Before becoming Prime Minister, Scott Morrison mocked Tesla’s plans to build what was until recently the world’s biggest battery in South Australia, likening the Big Battery to the Big Banana in Coffs Harbour. The Big Battery demonstrated its distinct usefulness just weeks after its connection to the grid after responding within a fraction of a second to the tripping of a 560 megawatt (MW) coal-fired generator in Victoria with no warning in 2017.
The Prime Minister’s preference for new gas over new batteries was further solidifed during ‘energy week’ when he announced that the government owned utility Snowy Hydro would build a 1 GW gas plant in the Hunter Valley to replace the retiring Liddell coal power station if the private sector did not commit equivalent dispatchable energy by April next year.
This sent a confusing signal to the market as AEMO had not identified a 1 GW capacity gap. The owner of the coal-fired generator, AGL, had already committed to replacing Liddell’s capacity largely with new battery storage. This decision, by a company once known as Australian Gas Light, demonstrates the growing preference for new batteries over new gas. One week after the initial announcement the Prime Minister revised the 1,000 MW threat to 250 MW which AEMO still has not identified as needed.

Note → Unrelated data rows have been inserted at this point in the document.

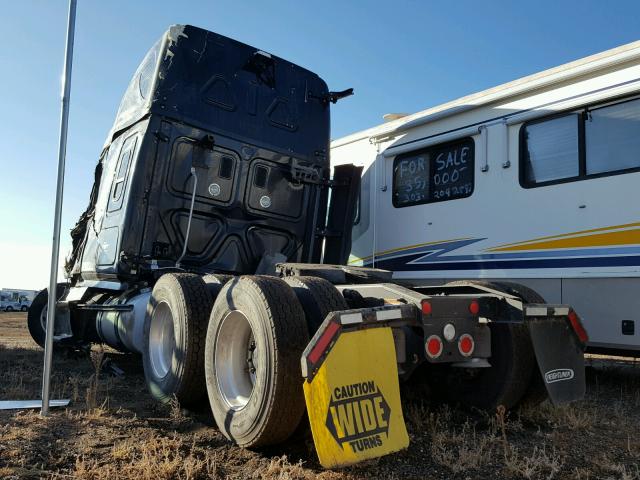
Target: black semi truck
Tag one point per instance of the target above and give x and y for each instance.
(215, 242)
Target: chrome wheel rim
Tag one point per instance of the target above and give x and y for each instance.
(236, 360)
(162, 340)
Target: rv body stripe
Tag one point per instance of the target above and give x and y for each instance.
(612, 261)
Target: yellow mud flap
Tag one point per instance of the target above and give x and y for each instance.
(351, 386)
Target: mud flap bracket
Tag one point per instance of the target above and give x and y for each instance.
(559, 353)
(351, 385)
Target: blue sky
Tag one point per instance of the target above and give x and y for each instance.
(399, 56)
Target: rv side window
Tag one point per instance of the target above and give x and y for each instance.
(551, 150)
(612, 136)
(434, 174)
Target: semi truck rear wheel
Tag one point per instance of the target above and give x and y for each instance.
(318, 298)
(256, 335)
(512, 363)
(37, 314)
(174, 331)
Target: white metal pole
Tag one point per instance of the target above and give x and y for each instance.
(62, 152)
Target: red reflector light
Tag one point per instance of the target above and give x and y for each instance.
(576, 324)
(426, 307)
(474, 307)
(466, 345)
(434, 346)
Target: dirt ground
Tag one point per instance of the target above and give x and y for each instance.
(113, 429)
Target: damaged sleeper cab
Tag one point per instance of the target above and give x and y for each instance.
(214, 246)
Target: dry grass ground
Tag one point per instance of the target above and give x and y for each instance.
(113, 429)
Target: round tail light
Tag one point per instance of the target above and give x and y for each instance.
(474, 307)
(426, 307)
(434, 346)
(466, 345)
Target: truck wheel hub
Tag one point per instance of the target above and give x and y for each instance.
(236, 359)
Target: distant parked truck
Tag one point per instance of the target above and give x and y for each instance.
(535, 182)
(16, 300)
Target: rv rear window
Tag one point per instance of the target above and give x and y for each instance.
(595, 141)
(434, 174)
(552, 151)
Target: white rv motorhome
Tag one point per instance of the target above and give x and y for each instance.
(535, 181)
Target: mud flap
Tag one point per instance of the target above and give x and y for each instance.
(560, 357)
(352, 393)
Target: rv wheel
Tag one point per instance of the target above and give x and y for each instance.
(512, 364)
(37, 314)
(255, 338)
(174, 330)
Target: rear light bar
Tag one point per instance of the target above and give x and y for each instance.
(434, 346)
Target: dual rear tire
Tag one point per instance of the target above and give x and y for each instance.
(244, 355)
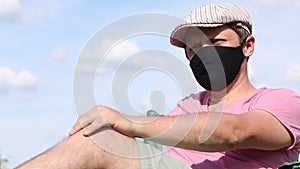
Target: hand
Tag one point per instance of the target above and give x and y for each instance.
(99, 117)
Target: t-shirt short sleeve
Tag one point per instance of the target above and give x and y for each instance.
(283, 104)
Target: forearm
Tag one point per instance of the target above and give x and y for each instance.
(199, 131)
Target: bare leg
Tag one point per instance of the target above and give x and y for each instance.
(105, 149)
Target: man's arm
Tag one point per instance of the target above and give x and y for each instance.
(255, 129)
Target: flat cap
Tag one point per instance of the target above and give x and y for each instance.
(211, 15)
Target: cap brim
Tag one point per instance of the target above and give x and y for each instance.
(177, 36)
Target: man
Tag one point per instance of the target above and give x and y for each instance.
(230, 125)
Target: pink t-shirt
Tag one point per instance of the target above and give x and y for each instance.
(282, 103)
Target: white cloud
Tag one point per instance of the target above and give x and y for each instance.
(293, 73)
(22, 80)
(114, 55)
(12, 10)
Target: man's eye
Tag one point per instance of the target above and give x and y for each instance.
(214, 41)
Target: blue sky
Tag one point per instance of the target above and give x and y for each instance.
(41, 42)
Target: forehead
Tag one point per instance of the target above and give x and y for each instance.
(197, 33)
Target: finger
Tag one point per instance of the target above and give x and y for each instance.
(76, 127)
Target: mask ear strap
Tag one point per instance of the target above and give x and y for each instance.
(186, 54)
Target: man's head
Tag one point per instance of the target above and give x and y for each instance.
(220, 36)
(212, 16)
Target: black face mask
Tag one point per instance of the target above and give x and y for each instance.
(215, 67)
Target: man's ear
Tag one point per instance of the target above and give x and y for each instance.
(248, 48)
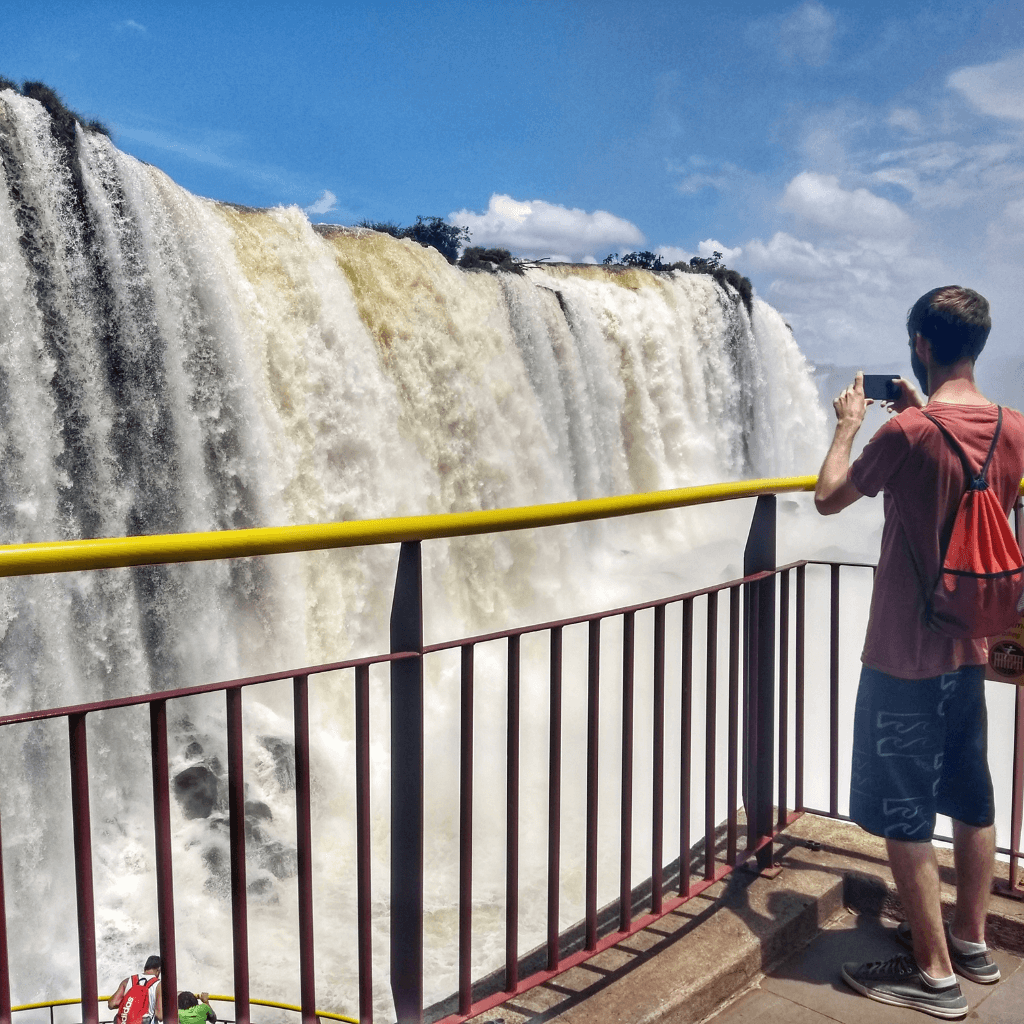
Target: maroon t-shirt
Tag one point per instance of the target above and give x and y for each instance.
(923, 480)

This created even more confusion in an already discouraged industry with a threat hanging over its head, prompting Atlassian co-founder Mike Cannon-Brookes to announce his willingness to meet the challenge if the government would clarify its ask of industry before hastily building a gas plant to be locked in for 40 years. This is yet another instance where billionaires such as Elon Musk and Mike Cannon-Brookes have been compelled to step in with clean solutions.
The energy transition is inevitable
The federal government has claimed a technology-agnostic approach to the energy transition, while taking advice to pursue a gas-led recovery from a National Covid Coordination Commission consisting of hand-picked members with strong links to the gas industry. The Prime Minister’s insistence on a ‘non-ideological’ approach to energy policy rests on a history of taking a lump of coal into parliament and comparing Big Batteries to Big Bananas.
In the face of confusing and unambitious national climate politics, Australia is currently undergoing what has been labelled the fastest energy transition in the world. Early and long-term planning is urgently needed to support the retirement of coal-fired generation over the next 10-20 years, the electrification of industries and transport, and the phasing out of fossil fuels.
The energy transition is inevitable. The government can either choose to speed it up or slow it down depending on whether it chooses to support energy sources that have a long-term future in the transition to a fossil fuel free economy.